This Article is yet to be approved by a Coordinator.
Regression Metrics
In regression analysis, several metrics are used to evaluate the performance of a model. Below are the most commonly used regression metrics, with clear explanations and mathematical formulae:
1. Mean Absolute Error (MAE)
- Definition: MAE measures the average of the absolute differences between actual and predicted values.
- Formula:
[
\text{MAE} = \frac{1}{n} \sum_{i=1}^{n} \left| y_i - \hat{y_i} \right|
]
- Interpretation: MAE gives an easy-to-interpret measure of average error, with no emphasis on the direction of the error.
2. Mean Squared Error (MSE)
- Definition: MSE computes the average of the squared differences between actual and predicted values, penalizing larger errors more.
- Formula:
[
\text{MSE} = \frac{1}{n} \sum_{i=1}^{n} (y_i - \hat{y_i})^2
]
- Interpretation: Larger errors have a higher penalty due to squaring, making MSE sensitive to outliers.

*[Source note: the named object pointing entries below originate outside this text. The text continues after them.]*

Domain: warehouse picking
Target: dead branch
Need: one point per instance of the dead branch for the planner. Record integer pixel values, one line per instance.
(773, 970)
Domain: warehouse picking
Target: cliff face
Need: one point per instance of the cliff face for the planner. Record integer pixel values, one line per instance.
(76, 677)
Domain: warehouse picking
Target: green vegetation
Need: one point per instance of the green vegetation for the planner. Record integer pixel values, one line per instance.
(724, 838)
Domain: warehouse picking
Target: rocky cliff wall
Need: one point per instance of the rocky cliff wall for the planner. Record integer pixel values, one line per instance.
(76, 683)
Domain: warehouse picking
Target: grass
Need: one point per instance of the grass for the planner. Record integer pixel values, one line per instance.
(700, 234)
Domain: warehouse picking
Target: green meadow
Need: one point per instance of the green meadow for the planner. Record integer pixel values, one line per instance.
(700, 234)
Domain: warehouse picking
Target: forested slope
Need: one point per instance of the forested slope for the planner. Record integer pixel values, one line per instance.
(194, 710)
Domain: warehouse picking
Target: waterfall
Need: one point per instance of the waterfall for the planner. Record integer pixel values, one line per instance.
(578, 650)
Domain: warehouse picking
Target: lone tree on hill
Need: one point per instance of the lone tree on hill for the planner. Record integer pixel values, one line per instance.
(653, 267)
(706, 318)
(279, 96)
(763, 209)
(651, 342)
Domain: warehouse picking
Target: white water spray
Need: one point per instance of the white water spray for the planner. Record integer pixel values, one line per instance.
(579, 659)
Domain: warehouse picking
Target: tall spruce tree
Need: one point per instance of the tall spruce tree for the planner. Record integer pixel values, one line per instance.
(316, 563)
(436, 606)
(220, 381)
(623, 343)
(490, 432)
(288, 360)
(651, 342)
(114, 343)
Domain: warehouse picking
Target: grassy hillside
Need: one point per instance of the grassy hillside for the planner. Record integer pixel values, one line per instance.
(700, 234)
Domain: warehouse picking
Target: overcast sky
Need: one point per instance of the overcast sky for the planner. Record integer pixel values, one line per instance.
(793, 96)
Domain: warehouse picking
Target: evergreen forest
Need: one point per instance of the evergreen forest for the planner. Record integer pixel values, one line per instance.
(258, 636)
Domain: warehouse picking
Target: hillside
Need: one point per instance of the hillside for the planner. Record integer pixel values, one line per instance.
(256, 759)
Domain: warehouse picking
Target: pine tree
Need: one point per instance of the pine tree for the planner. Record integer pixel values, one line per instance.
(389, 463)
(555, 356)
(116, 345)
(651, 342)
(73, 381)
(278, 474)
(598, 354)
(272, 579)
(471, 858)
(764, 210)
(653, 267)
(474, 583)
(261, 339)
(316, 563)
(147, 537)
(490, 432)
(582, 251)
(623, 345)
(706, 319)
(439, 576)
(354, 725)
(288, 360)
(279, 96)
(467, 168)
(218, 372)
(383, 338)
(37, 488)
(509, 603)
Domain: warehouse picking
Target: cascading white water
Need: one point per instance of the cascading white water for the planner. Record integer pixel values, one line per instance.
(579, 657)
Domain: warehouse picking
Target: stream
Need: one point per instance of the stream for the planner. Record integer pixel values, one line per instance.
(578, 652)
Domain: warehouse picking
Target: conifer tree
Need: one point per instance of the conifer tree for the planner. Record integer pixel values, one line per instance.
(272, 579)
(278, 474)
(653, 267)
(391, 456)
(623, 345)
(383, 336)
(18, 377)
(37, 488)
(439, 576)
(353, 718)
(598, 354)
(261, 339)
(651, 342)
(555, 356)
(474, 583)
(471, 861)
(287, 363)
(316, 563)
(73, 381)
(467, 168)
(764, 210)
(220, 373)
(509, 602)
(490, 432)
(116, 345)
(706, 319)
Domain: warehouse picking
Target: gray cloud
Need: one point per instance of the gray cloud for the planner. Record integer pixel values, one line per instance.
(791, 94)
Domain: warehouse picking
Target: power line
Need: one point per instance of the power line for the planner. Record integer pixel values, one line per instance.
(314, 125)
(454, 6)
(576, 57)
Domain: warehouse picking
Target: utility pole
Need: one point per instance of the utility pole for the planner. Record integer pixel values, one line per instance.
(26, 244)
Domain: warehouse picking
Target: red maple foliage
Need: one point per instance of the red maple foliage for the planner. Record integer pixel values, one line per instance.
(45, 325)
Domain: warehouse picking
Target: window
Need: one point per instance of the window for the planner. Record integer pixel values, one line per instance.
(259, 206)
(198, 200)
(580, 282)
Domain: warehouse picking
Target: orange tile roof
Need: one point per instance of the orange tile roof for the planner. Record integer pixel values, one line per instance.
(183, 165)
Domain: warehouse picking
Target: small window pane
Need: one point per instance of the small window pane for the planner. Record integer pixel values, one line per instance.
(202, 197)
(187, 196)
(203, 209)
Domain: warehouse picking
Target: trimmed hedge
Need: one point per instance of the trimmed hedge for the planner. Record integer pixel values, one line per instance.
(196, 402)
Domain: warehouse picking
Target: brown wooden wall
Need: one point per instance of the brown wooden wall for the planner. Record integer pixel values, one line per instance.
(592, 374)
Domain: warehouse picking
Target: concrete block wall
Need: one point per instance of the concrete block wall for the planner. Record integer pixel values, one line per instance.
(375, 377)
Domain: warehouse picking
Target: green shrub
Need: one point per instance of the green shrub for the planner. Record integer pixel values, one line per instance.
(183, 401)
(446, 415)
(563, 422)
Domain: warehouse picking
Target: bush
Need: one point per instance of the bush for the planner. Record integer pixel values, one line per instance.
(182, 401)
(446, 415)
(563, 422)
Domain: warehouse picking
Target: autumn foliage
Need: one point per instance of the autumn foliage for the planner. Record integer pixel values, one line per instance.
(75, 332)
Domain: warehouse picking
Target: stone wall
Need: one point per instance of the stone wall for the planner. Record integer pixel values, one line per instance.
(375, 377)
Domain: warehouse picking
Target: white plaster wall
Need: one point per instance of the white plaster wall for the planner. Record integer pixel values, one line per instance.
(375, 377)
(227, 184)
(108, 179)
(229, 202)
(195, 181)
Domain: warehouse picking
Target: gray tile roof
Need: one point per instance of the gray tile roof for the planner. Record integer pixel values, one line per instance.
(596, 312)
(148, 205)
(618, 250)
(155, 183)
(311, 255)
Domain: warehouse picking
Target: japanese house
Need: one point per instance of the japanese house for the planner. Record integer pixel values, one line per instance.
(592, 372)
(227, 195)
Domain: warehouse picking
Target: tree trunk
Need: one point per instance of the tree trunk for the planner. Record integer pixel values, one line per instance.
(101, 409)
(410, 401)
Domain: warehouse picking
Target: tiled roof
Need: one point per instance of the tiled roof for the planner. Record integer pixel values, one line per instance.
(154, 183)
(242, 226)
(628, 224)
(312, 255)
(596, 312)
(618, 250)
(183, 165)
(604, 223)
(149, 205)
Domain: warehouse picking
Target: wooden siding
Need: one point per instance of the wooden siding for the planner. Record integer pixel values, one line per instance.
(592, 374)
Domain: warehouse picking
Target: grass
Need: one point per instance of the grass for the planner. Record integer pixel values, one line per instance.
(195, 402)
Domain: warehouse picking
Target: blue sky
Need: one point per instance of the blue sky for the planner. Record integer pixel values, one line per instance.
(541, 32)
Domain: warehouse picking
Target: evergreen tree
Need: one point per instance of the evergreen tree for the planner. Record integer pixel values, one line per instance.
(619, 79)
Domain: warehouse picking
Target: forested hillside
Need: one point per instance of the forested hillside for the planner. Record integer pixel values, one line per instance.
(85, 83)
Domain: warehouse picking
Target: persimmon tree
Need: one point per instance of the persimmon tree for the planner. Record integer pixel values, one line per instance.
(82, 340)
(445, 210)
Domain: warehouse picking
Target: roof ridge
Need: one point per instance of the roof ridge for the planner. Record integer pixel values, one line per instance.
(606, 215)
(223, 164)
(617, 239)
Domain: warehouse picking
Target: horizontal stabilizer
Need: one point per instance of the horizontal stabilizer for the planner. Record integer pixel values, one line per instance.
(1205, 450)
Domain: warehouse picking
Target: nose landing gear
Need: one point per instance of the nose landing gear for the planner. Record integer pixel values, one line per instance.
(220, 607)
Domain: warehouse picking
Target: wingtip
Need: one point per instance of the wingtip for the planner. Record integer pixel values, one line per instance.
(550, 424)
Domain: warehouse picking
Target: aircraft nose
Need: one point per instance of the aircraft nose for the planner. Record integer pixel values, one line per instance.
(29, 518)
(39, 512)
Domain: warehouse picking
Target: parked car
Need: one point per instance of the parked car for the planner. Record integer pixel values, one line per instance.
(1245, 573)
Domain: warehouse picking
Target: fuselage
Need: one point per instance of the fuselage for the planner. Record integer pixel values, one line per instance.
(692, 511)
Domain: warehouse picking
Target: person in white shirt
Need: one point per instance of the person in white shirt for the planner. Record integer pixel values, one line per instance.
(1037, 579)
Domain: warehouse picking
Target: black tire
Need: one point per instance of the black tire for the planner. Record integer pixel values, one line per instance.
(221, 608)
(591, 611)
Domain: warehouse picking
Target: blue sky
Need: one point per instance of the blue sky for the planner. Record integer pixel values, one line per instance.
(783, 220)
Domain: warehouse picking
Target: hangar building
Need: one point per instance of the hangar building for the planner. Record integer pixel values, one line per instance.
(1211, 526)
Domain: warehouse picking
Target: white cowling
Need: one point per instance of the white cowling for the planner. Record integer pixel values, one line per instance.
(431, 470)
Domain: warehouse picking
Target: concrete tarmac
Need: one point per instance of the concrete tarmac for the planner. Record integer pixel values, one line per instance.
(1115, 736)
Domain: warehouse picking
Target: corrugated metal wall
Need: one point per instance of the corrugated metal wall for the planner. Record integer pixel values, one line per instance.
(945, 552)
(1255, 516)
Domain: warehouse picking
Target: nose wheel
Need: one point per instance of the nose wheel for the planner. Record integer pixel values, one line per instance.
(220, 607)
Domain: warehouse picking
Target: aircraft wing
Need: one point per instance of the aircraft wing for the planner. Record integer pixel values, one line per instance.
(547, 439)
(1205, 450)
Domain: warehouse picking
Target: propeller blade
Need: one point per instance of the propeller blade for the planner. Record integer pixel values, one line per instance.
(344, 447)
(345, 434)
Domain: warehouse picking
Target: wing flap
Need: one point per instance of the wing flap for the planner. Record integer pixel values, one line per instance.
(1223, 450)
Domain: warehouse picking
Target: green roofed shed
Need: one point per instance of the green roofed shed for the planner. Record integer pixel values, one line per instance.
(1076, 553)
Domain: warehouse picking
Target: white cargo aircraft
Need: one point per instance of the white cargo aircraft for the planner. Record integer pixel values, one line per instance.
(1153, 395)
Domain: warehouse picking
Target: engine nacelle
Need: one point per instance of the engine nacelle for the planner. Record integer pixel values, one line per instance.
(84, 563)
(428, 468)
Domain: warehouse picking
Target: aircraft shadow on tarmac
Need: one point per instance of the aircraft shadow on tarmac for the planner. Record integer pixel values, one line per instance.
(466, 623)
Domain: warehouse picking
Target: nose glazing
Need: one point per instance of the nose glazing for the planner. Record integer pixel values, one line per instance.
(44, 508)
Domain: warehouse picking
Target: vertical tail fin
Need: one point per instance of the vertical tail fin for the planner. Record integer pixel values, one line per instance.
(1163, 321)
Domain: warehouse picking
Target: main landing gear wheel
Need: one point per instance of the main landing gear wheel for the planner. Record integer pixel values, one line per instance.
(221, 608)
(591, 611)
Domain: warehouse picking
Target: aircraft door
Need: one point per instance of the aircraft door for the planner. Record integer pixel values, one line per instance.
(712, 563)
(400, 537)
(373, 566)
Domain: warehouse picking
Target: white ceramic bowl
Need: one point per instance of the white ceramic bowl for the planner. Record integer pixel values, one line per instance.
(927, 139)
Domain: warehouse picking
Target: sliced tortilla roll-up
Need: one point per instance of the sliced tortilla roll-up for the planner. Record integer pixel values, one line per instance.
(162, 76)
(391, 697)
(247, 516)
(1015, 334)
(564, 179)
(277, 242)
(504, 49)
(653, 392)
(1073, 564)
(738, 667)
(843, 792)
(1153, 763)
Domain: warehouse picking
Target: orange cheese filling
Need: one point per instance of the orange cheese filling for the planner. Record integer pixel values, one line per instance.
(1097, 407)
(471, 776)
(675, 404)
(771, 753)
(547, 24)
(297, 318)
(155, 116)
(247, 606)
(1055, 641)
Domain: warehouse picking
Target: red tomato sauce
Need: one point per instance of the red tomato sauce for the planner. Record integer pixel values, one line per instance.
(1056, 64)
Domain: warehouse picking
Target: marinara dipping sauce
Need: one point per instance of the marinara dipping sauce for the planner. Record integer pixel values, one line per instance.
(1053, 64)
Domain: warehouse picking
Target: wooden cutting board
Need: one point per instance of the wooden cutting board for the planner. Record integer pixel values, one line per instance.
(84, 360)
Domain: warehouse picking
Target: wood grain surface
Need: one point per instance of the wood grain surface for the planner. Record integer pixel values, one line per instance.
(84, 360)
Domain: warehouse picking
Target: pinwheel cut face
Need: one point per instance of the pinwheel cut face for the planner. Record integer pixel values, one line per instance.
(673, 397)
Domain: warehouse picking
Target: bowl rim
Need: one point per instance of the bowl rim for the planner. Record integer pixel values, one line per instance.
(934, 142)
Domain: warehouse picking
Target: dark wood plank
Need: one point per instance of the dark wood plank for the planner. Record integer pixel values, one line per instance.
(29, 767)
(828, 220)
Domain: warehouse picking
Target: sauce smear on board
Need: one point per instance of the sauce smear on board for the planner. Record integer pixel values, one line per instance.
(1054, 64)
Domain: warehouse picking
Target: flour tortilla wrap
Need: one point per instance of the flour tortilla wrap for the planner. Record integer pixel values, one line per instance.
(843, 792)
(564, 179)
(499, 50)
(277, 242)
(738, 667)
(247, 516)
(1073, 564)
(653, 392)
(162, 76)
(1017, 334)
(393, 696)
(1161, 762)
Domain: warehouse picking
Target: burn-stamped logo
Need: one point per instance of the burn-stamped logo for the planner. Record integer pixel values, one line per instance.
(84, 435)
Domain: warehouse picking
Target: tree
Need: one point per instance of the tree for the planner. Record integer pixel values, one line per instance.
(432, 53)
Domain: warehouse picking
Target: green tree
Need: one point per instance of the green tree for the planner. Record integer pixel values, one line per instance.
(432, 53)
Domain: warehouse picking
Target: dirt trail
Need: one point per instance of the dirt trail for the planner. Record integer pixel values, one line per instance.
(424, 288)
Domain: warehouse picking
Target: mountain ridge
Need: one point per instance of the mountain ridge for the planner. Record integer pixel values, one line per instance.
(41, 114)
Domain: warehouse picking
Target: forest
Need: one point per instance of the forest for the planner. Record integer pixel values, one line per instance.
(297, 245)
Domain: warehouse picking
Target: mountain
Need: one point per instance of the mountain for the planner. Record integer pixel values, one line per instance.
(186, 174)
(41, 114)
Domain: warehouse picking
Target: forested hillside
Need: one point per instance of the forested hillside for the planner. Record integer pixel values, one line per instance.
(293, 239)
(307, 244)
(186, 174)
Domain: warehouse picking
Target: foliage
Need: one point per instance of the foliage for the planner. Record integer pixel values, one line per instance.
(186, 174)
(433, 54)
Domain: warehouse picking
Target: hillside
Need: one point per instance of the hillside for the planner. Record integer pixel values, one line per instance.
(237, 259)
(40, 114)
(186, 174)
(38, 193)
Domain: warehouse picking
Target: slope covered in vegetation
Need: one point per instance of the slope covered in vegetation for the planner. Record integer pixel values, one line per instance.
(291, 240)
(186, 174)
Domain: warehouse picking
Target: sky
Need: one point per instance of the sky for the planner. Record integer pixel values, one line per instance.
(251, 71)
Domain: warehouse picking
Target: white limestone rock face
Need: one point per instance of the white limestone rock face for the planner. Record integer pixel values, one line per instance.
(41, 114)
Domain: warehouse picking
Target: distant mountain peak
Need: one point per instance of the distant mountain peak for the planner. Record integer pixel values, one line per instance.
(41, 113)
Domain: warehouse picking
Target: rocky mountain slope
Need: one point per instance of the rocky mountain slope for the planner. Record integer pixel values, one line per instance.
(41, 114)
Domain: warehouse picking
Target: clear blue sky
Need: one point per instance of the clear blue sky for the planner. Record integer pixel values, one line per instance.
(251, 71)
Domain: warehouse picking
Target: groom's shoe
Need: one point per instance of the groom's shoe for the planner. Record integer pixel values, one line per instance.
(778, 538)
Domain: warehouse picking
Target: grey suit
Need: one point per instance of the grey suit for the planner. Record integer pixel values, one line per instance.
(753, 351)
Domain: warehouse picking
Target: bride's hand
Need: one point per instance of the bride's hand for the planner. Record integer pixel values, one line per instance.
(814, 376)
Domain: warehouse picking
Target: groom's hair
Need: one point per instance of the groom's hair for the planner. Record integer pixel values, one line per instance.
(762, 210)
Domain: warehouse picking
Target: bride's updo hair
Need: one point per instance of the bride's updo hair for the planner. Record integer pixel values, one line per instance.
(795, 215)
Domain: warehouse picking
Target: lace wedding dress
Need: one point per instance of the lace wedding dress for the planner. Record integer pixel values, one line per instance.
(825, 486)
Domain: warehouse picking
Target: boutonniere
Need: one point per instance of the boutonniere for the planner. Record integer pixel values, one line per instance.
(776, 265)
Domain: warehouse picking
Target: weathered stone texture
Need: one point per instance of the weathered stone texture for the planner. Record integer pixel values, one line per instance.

3. Root Mean Squared Error (RMSE)
- Definition: RMSE is the square root of the MSE, which allows the error to be interpreted in the same unit as the target variable.
- Formula:
[
\text{RMSE} = \sqrt{\frac{1}{n} \sum_{i=1}^{n} (y_i - \hat{y_i})^2}
]
- Interpretation: RMSE is useful for understanding the magnitude of error in the same scale as the original data.
4. R-squared (R²)
- Definition: Also known as the coefficient of determination, R² measures the proportion of variance in the dependent variable that is explained by the model.
- Formula:
[
R^2 = 1 - \frac{\sum_{i=1}^{n} (y_i - \hat{y_i})^2}{\sum_{i=1}^{n} (y_i - \bar{y})^2}
]
- Interpretation:
- ( R^2 = 1 ): Perfect fit.
- ( R^2 = 0 ): The model does not explain any variance.
- Negative values indicate that the model performs worse than a simple mean-based model.
5. Adjusted R-squared
-
Definition: Adjusted R² modifies the R² value to account for the number of predictors in the model, penalizing the model for unnecessary complexity.
-
Formula:
[
\text{Adjusted } R^2 = 1 - \frac{(1 - R^2)(n - 1)}{n - p - 1}
]
where:
- ( n ) = number of data points
- ( p ) = number of predictors
-
Interpretation: Unlike R², Adjusted R² helps to compare models with a different number of predictors and prevents overfitting.
6. Mean Absolute Percentage Error (MAPE)
- Definition: MAPE measures prediction accuracy as a percentage of the actual values.
- Formula:
[
\text{MAPE} = \frac{100}{n} \sum_{i=1}^{n} \left| \frac{y_i - \hat{y_i}}{y_i} \right|
]
- Interpretation: MAPE provides an easy-to-understand percentage error, but it can be undefined if any actual value ( y_i = 0 ).
7. Explained Variance Score
- Definition: This score measures how much of the variance in the target variable is explained by the model.
- Formula:
[
\text{Explained Variance} = 1 - \frac{\text{Var}(y - \hat{y})}{\text{Var}(y)}
]
- Interpretation: A higher score indicates that the model explains more variance in the target variable. This metric is similar to R² but differs slightly in its handling of extreme values.